The album’s showpiece, however, is the four part suite labelled The Confessions Of Doctor Dream that starts off with Irreversible Neural Damage but actually isn’t a suite at all, rather four distinct songs segued and crossfaded to create a larger entity. This is presumably the result of pressure from higher up the pecking order since Ayers has gone on record as stating it wasn’t his idea.


A vocal duet with Nico, Irreversible Neural Damage runs over the top of a layer of acoustic guitars and spacey synthesised sound effects, delivering a creepy atmosphere that’s as sinister as the title is presumably meant to suggest before an electric guitar lick segues into Invitation, another moody piece that morphs into The One Chance Dance, complete with childish chorus and freak out before Ratledge's organ takes over the running.

The final section, Doctor Dream Theme matches a menacing vocal to a threatening riff, a five minute psychodrama that gyrates slowly and was presumably intended to pick up some of the Dark Side of the Moon audience. When it’s done the album proper runs out with Two Goes Into Four, an acoustic ballad that winds things up as it morphs itself into Hey Jude.

Non-album singles kick off the inevitable bonus tracks, with The Up Song bopping along quite pleasantly, though one doubts it was ever likely to garner massive airplay. After the Show seems to be about a groupie or similar creature, but, again, one doubts the actual commercial. The B side, Thank You Very Much, is a subtle reflective whisper, while four tracks recorded on 7 July 1974 at the BBC's Maida Vale studios (mightn’t start off very promisingly with a snippet called Another Whimsical Song (Really? Who’d have thought?) before a masterful acoustic rendition of The Lady Rachel. Ollie Halsall’s lead guitar shines on a reworked Stop this Train and he’s even better on a total shredding of Didn't Feel Lonely Till I Thought of You, a definite keeper if ever I heard one.

Ayers mightn’t have held the album in high esteem, and from where he was sitting (having watched while his artistic instincts were seemingly overruled, that notional four-part suite and all) you can see where he was coming from, but...

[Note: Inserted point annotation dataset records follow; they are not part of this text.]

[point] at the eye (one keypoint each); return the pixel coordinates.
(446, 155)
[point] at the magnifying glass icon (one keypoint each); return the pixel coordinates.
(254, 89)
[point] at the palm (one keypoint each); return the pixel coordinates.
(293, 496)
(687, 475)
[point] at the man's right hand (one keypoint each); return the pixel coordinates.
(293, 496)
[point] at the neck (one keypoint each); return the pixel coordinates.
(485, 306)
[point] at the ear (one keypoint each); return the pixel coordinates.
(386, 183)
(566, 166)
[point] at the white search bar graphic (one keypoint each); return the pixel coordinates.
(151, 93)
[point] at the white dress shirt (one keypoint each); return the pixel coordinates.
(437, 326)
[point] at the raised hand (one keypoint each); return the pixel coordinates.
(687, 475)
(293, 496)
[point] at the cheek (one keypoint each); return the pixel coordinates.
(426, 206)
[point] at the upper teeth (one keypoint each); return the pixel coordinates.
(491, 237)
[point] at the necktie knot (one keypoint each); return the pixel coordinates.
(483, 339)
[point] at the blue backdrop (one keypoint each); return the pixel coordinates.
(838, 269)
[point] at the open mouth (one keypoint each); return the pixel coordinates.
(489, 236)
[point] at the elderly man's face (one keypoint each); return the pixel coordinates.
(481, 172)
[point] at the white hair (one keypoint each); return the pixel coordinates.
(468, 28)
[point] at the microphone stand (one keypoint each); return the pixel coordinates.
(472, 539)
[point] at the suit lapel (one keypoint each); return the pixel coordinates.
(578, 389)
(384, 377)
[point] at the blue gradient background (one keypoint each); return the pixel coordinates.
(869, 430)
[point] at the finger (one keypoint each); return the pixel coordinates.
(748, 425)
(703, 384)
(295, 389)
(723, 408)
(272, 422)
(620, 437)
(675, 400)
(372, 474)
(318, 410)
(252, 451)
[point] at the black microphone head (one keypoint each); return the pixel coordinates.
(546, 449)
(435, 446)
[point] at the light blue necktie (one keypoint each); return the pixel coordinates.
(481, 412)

Having worked through the first five Ayers albums in some depth, having landed The Harvest Years 1969-1974 set, however, what we’ve got here is the most commercial outing of the five, and the switch to Island definitely seems to have been made with a view to maximising sales and/or impact. It mightn’t have worked out quite the way he’d hoped or anticipated, but, for mine, it worked out pretty well.